Comme le jeu qui a subi une affreuse simplification, la signification du travail s'est altéré, en même temps que la pédagogie se figeait dans la transmission unilatérale du savoir adulte. Les apprentissages désincarnés, vidés de sens, ne concernant pas la réalité des enfants, ont généré le travail-contrainte, le travail qu'on expédie pour avoir enfin le temps de vivre après. L'expérience scolaire n'est pas étrangère à l'idée si répandue aujourd'hui: travailler, ce n'est pas vivre! Malheureusement, on ne peut nier ce fait: le travail a été vidé de son sens premier. Pourtant dit Freinet, "le propre de la fonction travail est de permettre la satisfaction des besoins". Entendrons-nous par là que le travail n'est que manuel, pré-apprentissage prématuré? Freinet ne veut pas isoler l'activité, même manuelle, de la spiritualité qui la sous-tend, c'est à dire de sa valeur intrinsèque; il veut rétablir une complémentarité entre l'activité physique et la vie, entre la pensée et l'affectivité de l'individu. Le travail devient expérience consciente et raisonnable dans le geste, même le plus primitif. Freinet fait se rejoindre "la spiritualisation du travail et la matérialisation du travail cérébral". Il souhaite ainsi voir le travail scolaire échapper aux cloisonnements travail manuel/travail intellectuel, qui brisent l'équilibre de l'humain.

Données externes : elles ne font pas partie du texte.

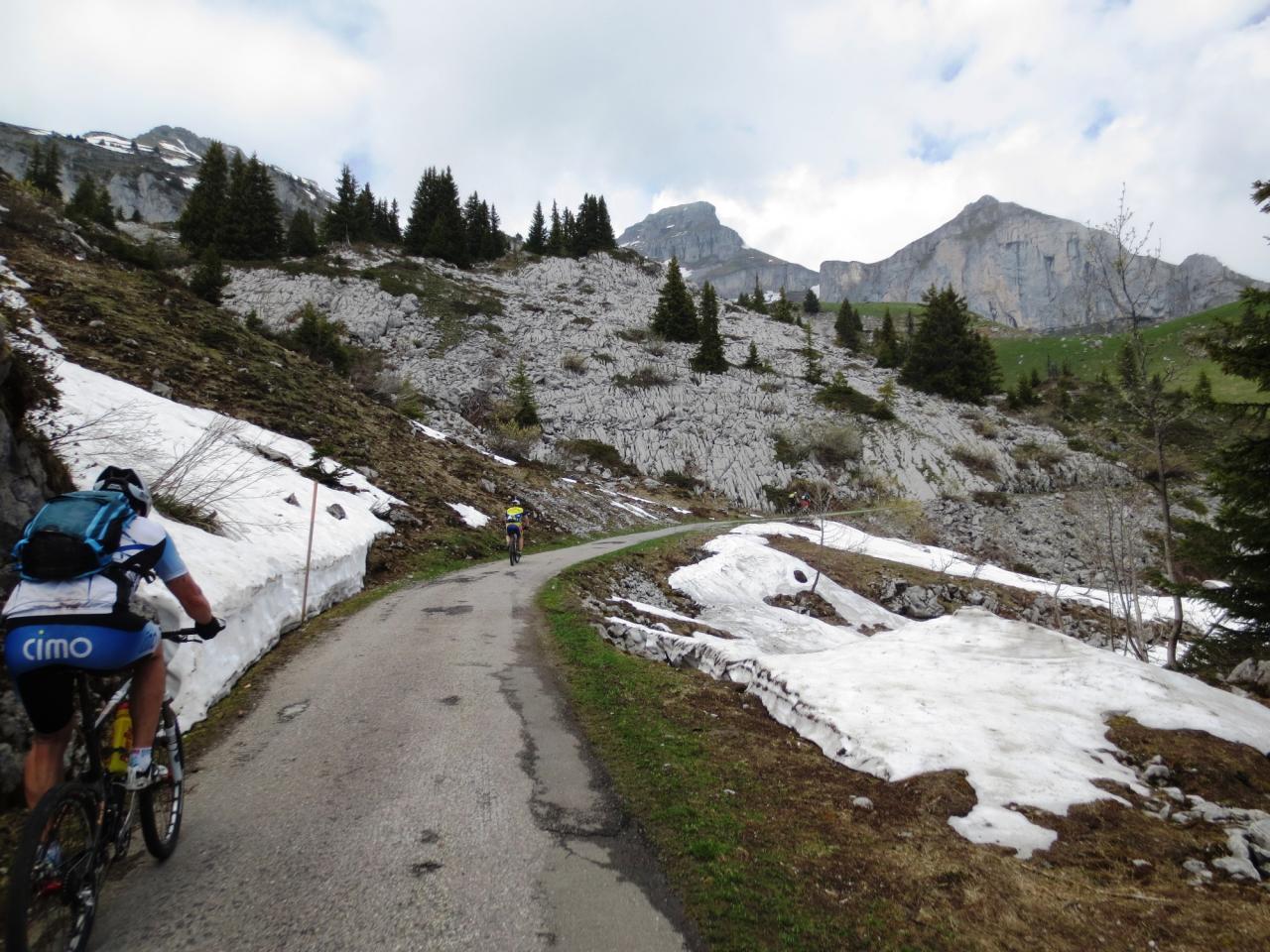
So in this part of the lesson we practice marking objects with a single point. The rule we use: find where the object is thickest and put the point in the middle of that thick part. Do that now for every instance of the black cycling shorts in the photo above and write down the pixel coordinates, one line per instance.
(49, 696)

Cette philosophie du travail donne naissance à un type de pédagogie qui aura pour tâche essentielle de "créer l'atmosphère de travail et en même temps prévoir et mettre au point des techniques qui rendent ce travail accessible aux enfants". Donc, on leur offre un milieu, un matériel, des techniques pour aider leur formation selon leurs besoins, leurs goûts, leurs aptitudes. Ici, les techniques nous apparaissent clairement à leur place: elles sont des agents de changement qui évoluent et qui sont subordonnées à la philosophie de l'ÉDUCATION DU TRAVAIL.

Honnêtement parlant, on ne peut s'engager dans la pédagogie Freinet sans s'être interrogé sur sa façon de concevoir son propre travail. Comme enseignants, reconnaissons-nous le privilège que nous avons de faire un travail humain? Notre façon de vivre notre travail est notre plus éloquent discours: il évite l'argumentation qui vise à convaincre les enfants de la nécessité de travailler. À ce témoignage, ajoutons une organisation matérielle, des outils et des contenus significatifs et s'estompera notre sentiment d'impuissance devant une "machine éducative" qui nous emporte quotidiennement vers ce que nous ne désirons pas: le désenchantement, la détérioration de l'estime personnelle et de la conscience sociale.